On a proposé encore pour commune mesure le salaire de l’ouvrier de dernière catégorie, du manœuvre, celui qui gagne juste sa vie ― en partant de cette idée que le nécessaire pour faire vivre un homme doit être une quantité constante. Mais il suffit de se référer à ce que nous avons dit des besoins (p. 46) pour reconnaître que c’est une présomption absolument contraire aux faits.

Et c’est ainsi que, faute de trouver mieux, il a fallu se contenter de l’or et de l’argent comme mesure des valeurs et exprimer les prix en numéraire.

  1. Voyez, quant aux autres propriétés naturelles qui ont fait choisir les métaux précieux comme instruments d’échange, au Chap. de l’Échange.
  2. La quantité de monnaie métallique circulant dans le monde à cette heure est évaluée au moins à 40 milliards, et la production annuelle dans ces dernières années n’a guère dépassé 2 milliards, dont à peu près moitié argent et moitié or.
  3. Il ne faut pas confondre cette théorie avec celle de Karl Marx qui voit dans le travail la cause de la valeur, doctrine que nous avons déjà rejetée.
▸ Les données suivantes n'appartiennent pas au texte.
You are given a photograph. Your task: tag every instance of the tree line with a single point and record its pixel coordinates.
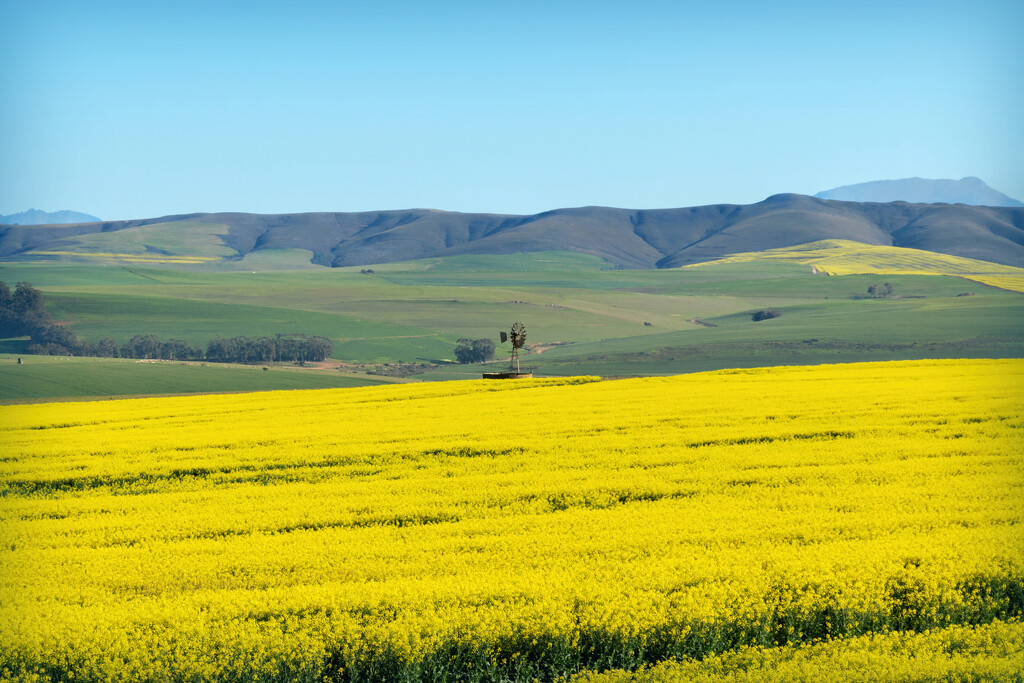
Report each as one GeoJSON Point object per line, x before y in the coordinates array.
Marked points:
{"type": "Point", "coordinates": [23, 313]}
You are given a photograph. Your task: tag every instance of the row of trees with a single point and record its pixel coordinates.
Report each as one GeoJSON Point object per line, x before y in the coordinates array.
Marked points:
{"type": "Point", "coordinates": [23, 313]}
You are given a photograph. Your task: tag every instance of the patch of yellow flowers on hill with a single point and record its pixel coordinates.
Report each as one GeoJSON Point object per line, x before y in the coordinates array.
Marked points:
{"type": "Point", "coordinates": [844, 257]}
{"type": "Point", "coordinates": [536, 528]}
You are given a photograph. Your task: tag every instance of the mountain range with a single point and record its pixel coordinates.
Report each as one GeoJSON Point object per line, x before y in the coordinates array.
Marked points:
{"type": "Point", "coordinates": [37, 217]}
{"type": "Point", "coordinates": [923, 190]}
{"type": "Point", "coordinates": [625, 238]}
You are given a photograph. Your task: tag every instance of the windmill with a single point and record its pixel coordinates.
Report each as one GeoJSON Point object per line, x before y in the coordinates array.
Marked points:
{"type": "Point", "coordinates": [518, 337]}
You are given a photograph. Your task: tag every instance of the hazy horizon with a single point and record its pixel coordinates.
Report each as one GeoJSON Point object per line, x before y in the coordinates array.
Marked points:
{"type": "Point", "coordinates": [125, 111]}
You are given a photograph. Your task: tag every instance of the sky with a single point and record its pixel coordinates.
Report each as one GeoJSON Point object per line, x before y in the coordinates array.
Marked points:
{"type": "Point", "coordinates": [134, 110]}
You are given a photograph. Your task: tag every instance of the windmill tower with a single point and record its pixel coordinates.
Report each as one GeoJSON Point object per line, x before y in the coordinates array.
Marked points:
{"type": "Point", "coordinates": [517, 335]}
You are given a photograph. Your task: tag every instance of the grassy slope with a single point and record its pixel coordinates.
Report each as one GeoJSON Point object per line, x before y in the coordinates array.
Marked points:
{"type": "Point", "coordinates": [415, 311]}
{"type": "Point", "coordinates": [47, 377]}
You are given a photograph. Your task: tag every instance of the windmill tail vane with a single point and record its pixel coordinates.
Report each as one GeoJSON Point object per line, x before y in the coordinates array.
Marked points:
{"type": "Point", "coordinates": [518, 337]}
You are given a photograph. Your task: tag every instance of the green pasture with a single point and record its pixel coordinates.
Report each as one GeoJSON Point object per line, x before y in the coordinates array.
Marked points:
{"type": "Point", "coordinates": [586, 318]}
{"type": "Point", "coordinates": [51, 377]}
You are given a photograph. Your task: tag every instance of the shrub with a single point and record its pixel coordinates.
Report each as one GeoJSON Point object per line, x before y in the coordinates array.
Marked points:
{"type": "Point", "coordinates": [765, 313]}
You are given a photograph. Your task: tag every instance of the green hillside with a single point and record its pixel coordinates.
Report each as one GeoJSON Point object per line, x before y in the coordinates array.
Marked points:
{"type": "Point", "coordinates": [48, 377]}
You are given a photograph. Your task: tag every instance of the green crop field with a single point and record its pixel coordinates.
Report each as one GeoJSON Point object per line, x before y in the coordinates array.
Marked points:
{"type": "Point", "coordinates": [581, 317]}
{"type": "Point", "coordinates": [43, 377]}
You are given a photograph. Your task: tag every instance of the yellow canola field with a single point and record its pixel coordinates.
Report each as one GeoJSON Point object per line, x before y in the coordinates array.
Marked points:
{"type": "Point", "coordinates": [845, 257]}
{"type": "Point", "coordinates": [489, 530]}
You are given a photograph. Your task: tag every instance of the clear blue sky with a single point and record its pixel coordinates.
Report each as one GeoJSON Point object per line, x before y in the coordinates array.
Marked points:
{"type": "Point", "coordinates": [130, 110]}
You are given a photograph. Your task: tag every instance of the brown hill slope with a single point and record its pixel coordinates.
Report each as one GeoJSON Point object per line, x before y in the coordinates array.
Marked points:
{"type": "Point", "coordinates": [631, 239]}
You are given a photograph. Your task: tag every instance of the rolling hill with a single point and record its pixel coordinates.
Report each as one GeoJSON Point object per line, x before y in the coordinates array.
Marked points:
{"type": "Point", "coordinates": [923, 190]}
{"type": "Point", "coordinates": [623, 238]}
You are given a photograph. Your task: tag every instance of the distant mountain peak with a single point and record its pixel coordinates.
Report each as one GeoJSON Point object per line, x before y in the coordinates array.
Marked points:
{"type": "Point", "coordinates": [969, 189]}
{"type": "Point", "coordinates": [37, 217]}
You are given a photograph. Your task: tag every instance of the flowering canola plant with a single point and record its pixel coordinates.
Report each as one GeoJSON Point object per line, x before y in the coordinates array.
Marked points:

Nous considérons ici te travail non point comme la cause, mais au contraire comme l’effet de la valeur ou plutôt du désir qui constitue la valeur. Or, si l’on admet que le travail est un effet de la valeur, rien ne serait plus scientifique que de mesurer la cause par l’effet. On mesure la pesanteur par le pendule bien mieux que par la balance, car la balance ne nous permet que de comparer les poids de même que t’échange ne nous permet que de comparer les valeurs au lieu que le pendule mesure l’intensité même de la pesanteur. Il nous apprend, par exemple, ce que la balance ne saurait nous apprendre, de combien l’intensité de la pesanteur décroît à mesure qu’on s’élève sur les montagnes. Si l’on pouvait mesurer la valeur par le travail, cela permettrait de mesurer, par exemple, si les désirs économiques des hommes seront plus ou moins intenses dans quelques siècles qu’ils ne le sont aujourd’hui.
  4. Nous verrons cependant plus loin (Liv. III) que l’école collectiviste prétend introduire dans son système cette mesure des valeurs comme règle de répartition.